MC2 was the model agency at the center of the trafficking recruitment pipeline. Jean-Luc Brunel was later indicted in France for rape and sex trafficking of minors and died in custody in February 2022. Kahn was not adjacent to MC2 -- records indicate he was running its books.
[GRADE A1 -- Direct wire instructions, 2011-2016]
Three documented instances of Kahn executing wire payments to Nadia Marcinkova (now Nadia Marcinko):
Nadia Marcinkova was brought from Slovakia as a teenager and is identified in court filings as both a victim and alleged co-conspirator in Epstein's trafficking operation.
[GRADE A1 -- Email chains, 2016-2018]
Kahn was CC'd on visa/financial support documentation for a young woman's US student visa at Berkeley (EFTA02703209). He asked Epstein to confirm a $26,250 tuition deposit payment (EFTA00703709). He sought approval to pay $42,382.55 in Swiss Francs for tuition at a Swiss school through HBRK (EFTA01008035). He personally contacted schools to obtain cost information (EFTA00625757).
[GRADE B -- Civil complaint allegations]
The Boies Schiller complaint against the Epstein estate alleges that Indyke and Kahn coerced three victims into arranged marriages. The specific victims, immigration paperwork, and marriage details remain under seal.

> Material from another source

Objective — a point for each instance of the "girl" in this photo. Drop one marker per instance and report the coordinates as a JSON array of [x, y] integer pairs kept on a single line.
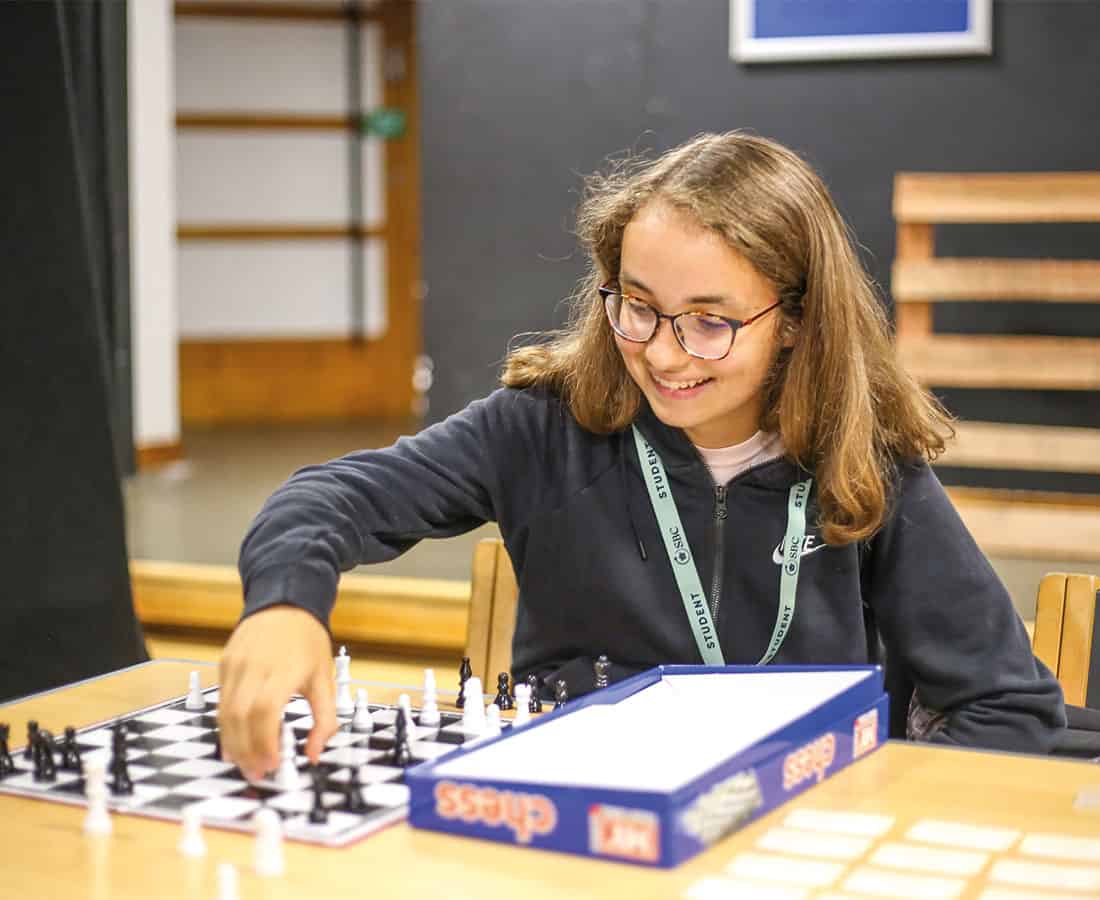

WHAT THIS SHOWS AND DOES NOT SHOW: The documents establish that Kahn handled MC2 model agency financial records, executed wire payments to Nadia Marcinkova on Epstein's direct instructions, processed visa/tuition payments for young women, and is alleged in civil proceedings to have coerced victims into arranged marriages. The documents do NOT establish that Kahn had knowledge these activities were connected to trafficking. The MC2 bookkeeping, Nadia wires, and tuition payments could individually be characterized as legitimate financial management. Collectively, they show Kahn as the payment node for activities later identified by law enforcement as components of a trafficking operation.